Le gouvernement du Mali a nié avoir utilisé des mercenaires russes du groupe Wagner, et après une rencontre avec le président français en février, le président russe Vladimir Poutine a également déclaré lors d’une conférence de presse que le Kremlin n’avait rien à voir avec les sous-traitants militaires russes dans ce pays d’Afrique de l’Ouest. .
Mais Guiffard a souligné que l’UE a commencé à aborder la question de la collaboration de la junte militaire malienne avec le groupe russe Wagner.
« L’Europe comprend le livre de jeu de la Russie en Afrique. Ils savent que d’autres pays comme le Burkina Faso, le Niger et le Tchad sont également les prochaines cibles de la Russie. Ainsi, des pays comme la France ont eu des dialogues diplomatiques dans cette région pour empêcher toute nouvelle agression stratégique déclenchée par la Russie, en Occident. Afrique », a-t-il dit.
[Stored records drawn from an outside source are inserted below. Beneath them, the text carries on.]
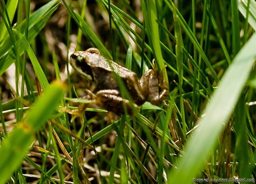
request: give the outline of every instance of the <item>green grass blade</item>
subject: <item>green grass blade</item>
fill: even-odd
[[[29,44],[31,43],[36,36],[44,27],[49,18],[50,18],[50,17],[52,14],[56,10],[57,7],[58,5],[56,5],[51,9],[50,10],[49,10],[46,14],[42,15],[42,16],[40,17],[40,18],[37,20],[36,23],[34,25],[33,27],[29,29],[28,37],[27,39],[27,42]],[[41,10],[41,9],[40,10]],[[30,20],[29,22],[30,24],[33,23]],[[24,35],[25,33],[24,29],[25,27],[24,27],[24,29],[22,31]],[[6,43],[6,45],[3,46],[4,48],[2,47],[2,49],[0,50],[0,58],[2,58],[2,57],[0,62],[0,75],[4,73],[12,63],[14,62],[16,58],[13,49],[12,49],[12,43],[11,42],[8,41],[8,40],[10,41],[10,39],[8,39],[5,42]],[[18,55],[20,55],[24,51],[23,47],[22,44],[22,43],[20,41],[17,41],[16,45]],[[7,52],[8,52],[8,53],[7,54],[6,54]]]
[[[17,34],[23,42],[24,45],[25,46],[27,52],[28,53],[28,54],[36,74],[38,78],[40,84],[42,86],[42,89],[43,90],[46,90],[49,87],[49,83],[38,60],[35,55],[35,54],[33,52],[32,49],[31,49],[31,47],[29,45],[29,43],[28,43],[24,36],[20,33],[14,29],[13,29],[13,31]]]
[[[156,65],[159,71],[162,71],[164,67],[164,64],[160,46],[160,38],[158,25],[157,22],[157,12],[155,0],[146,0],[146,11],[143,12],[145,23],[147,30],[150,47],[156,60]]]
[[[60,83],[53,85],[28,112],[24,121],[19,123],[1,143],[0,148],[0,184],[5,183],[22,162],[39,130],[56,109],[63,96]]]
[[[238,9],[244,17],[246,18],[248,0],[237,1]],[[256,30],[256,2],[250,0],[249,7],[248,22],[254,29]]]
[[[12,21],[13,18],[14,16],[17,6],[18,5],[18,0],[10,0],[7,1],[7,4],[6,5],[7,12],[9,18],[11,22]],[[6,16],[5,18],[6,18]],[[2,46],[5,43],[4,41],[7,36],[7,29],[5,26],[4,22],[2,22],[0,25],[0,46]]]
[[[168,183],[191,183],[200,172],[246,82],[256,57],[256,42],[254,34],[226,72],[206,109],[206,115],[188,141],[178,169],[172,170],[171,175],[169,173]]]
« La guerre en Ukraine a eu un impact sur les forces russes et leurs mandataires, ce qui a poussé le Kremlin à poursuivre sa présence au Mali par le biais de son mercenaire, le groupe Wagner. Mais l’UE a commencé à agir tant au niveau politique que diplomatique. exemple, le groupe russe mène des campagnes de désinformation sur les réseaux sociaux en Afrique de l’Ouest auxquelles l’UE a commencé à s’attaquer », a-t-il ajouté.
Baudais a également expliqué que si le désir du Mali de revendiquer sa souveraineté est compréhensible, la diversification des alliances de cette manière est préjudiciable à la population locale et le sera également l’année prochaine s’il n’y a plus de soutien international.
« Avec Wagner, le problème, c’est que le nombre de civils tués par les groupes armés ne cesse d’augmenter, et que la situation humanitaire s’aggrave. Donc c’est vraiment de la violence contre la population qui augmente chaque jour. Sans aucun soutien de l’UE, ça va difficile de lutter contre la violence des groupes djihadistes, de maintenir l’économie et de protéger la population locale », a-t-elle déclaré.
Voie à suivre
Le retrait des troupes étrangères a tracé un avenir incertain pour la paix et la sécurité au Mali l’année prochaine. Alors que certains habitants soutiennent une plus grande autorité locale dans la sécurisation du pays, d’autres souhaitent trouver de nouvelles façons de collaborer avec les troupes étrangères pour lutter efficacement contre le terrorisme.
Guiffard a également déclaré que la violence se répandait dans les pays voisins le long de la côte tels que le Togo, le Ghana et la Côte d’Ivoire. Cette propagation n’est pas seulement due aux groupes djihadistes, mais aussi à la montée des milices locales dans toute la région du Sahel. Souvent mal formés, leur présence est une force contre-productive.
« C’est là que l’Europe devrait accroître sa présence et où elle peut avoir un impact maximal dans la protection de ces régions le long de la côte », a expliqué Guiffard.
« Au sein du Mali, en 2023, l’UE devrait pousser et maintenir une approche très locale, notamment en matière de développement, de coopération économique et de coopération sociale. Le bloc devrait clairement agir de manière plus affirmée, car lorsque vous parlez avec beaucoup de gens dans L’Afrique de l’Ouest, ils sont encore très ouverts à la coopération avec les pays de l’UE, avec la France, et ils demandent juste aux Européens d’écouter », a-t-il déclaré.